Kehidupan suami-istri Miyamoto sarat penindasan aparat yang mengawasi gerak-gerik para aktivis kiri. Tak lama setelah menikah, suami Miyamoto dituduh membunuh polisi dan harus mendekam di penjara selama 12 tahun, tepatnya sampai 1945 ketika Amerika Serikat masuk ke Jepang dan membebaskan semua tawanan politik. Miyamoto sendiri bolak-balik masuk penjara. Ia sempat keluar penjara sebentar untuk menemani ibunya yang sekarat di rumah sakit. Di balik dinding bui pula ia mendengar kabar kematian sang ayah.
Setelah menjadi anggota Partai Komunis dan menikah dengan aktivis partai, karya-karya Miyamoto mulai menampilkan tema yang berbeda, yakni peran revolusioner perempuan dalam keluarga proletar. Cerpen berjudul “Keluarga Koiwai” (1934), misalnya, mengisahkan dukungan seorang istri terhadap aktivisme suaminya yang berprofesi sebagai penulis. Dalam keterbatasan finansial, sang istri memutuskan mencari tambahan uang sebagai pelayan bar. Tokoh istri ini pula yang mendidik keluarga besarnya tentang pentingnya perubahan sosial di Jepang, agar kelak mereka bisa dapat akses kesehatan gratis dan hak-hak pekerja jadi lebih baik.
Ada juga cerita berjudul “Payudara” (1935), salah satu karya Miyamoto yang memiliki pesan politik yang sangat kuat. Tokoh utamanya adalah seorang perempuan yang suaminya menjadi tawanan politik. Sang istri mendirikan tempat penitipan bagi anak-anak pekerja pabrik dan terlibat dalam gerakan buruh untuk menyokong kesejahteraan keluarga pekerja.
Dapat dipahami bahwa cerpen-cerpen Miyamoto berusaha menampilkan tokoh perempuan sebagai bagian dari kelas pekerja yang terlibat dalam kerja-kerja mencapai revolusi sosial.
Seperti disorot oleh Angela Coutts (2012) dalam studi berjudul “Imagining Radical Women in Interwar Japan: Leftist and Feminist Perspectives”, jurnal-jurnal sastra yang berafiliasi dengan gerakan komunis di Jepang kala itu memang minim akan kontribusi perempuan, termasuk publikasi tentang aktivisme perempuan Jepang. Kehadiran Miyamoto bersama kolega perempuannya, seperti salah satunya Sata Ineko, bisa sedikit mengimbangi dominasi pemikir laki-laki.
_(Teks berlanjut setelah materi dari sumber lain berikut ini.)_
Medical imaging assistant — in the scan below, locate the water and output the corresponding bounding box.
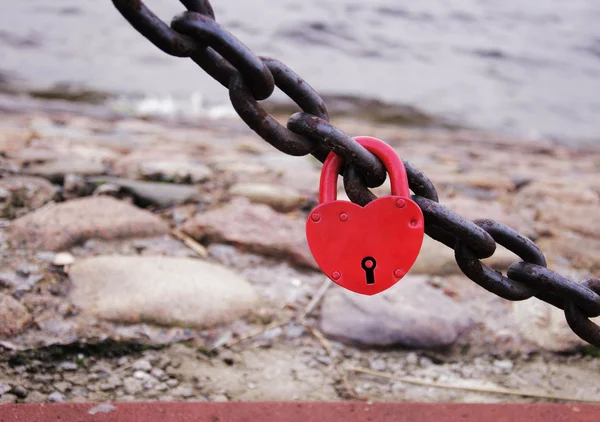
[1,0,600,142]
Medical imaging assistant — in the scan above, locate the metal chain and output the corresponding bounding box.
[111,0,600,348]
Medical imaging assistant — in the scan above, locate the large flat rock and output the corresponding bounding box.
[69,256,260,329]
[7,196,169,251]
[0,292,32,337]
[320,276,474,349]
[182,198,316,268]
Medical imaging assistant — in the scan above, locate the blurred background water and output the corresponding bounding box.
[1,0,599,142]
Di satu sisi, pemikiran Miyamoto tidak bebas dari kritik. Seperti diamati oleh Coutts, Miyamoto adalah pemikir yang cenderung mengutamakan kelas daripada gender. Di mata Miyamoto, perempuan menjadi bagian dari kelompok kelas pekerja dan kaum proletar, alih-alih sebagai kelompok sosial yang independen dengan hasrat dan cita-cita politis tersendiri.
Terlepas dari itu semua, kontribusi Miyamoto dalam dunia sastra proletar adalah warisan penting. Melalui karyanya, Miyamoto terutama berpesan kepada kaum pekerja Jepang, bahwa perempuan bisa punya inisiatif dan aktif berkarya untuk memperjuangkan perubahan sosial yang revolusioner.
Pada dekade 1930-an, ketika Jepang politik ekspansionis Jepang menyapu seluruh Asia, dan fasisme menghendaki kepatuhan rakyat 100 persen kepada kaisar dan para jenderal, kita tahu apa yang umumnya terjadi pada kaum komunis, musuh bebuyutan fasis sepanjang massa. Sebagian besar komunis Jepang mati atau meringkuk di penjara. Sisanya eksil.
Kerja-kerja Miyamoto hingga akhir hayatnya (ia meninggal pada 1951) adalah kerja-kerja penuh keberanian.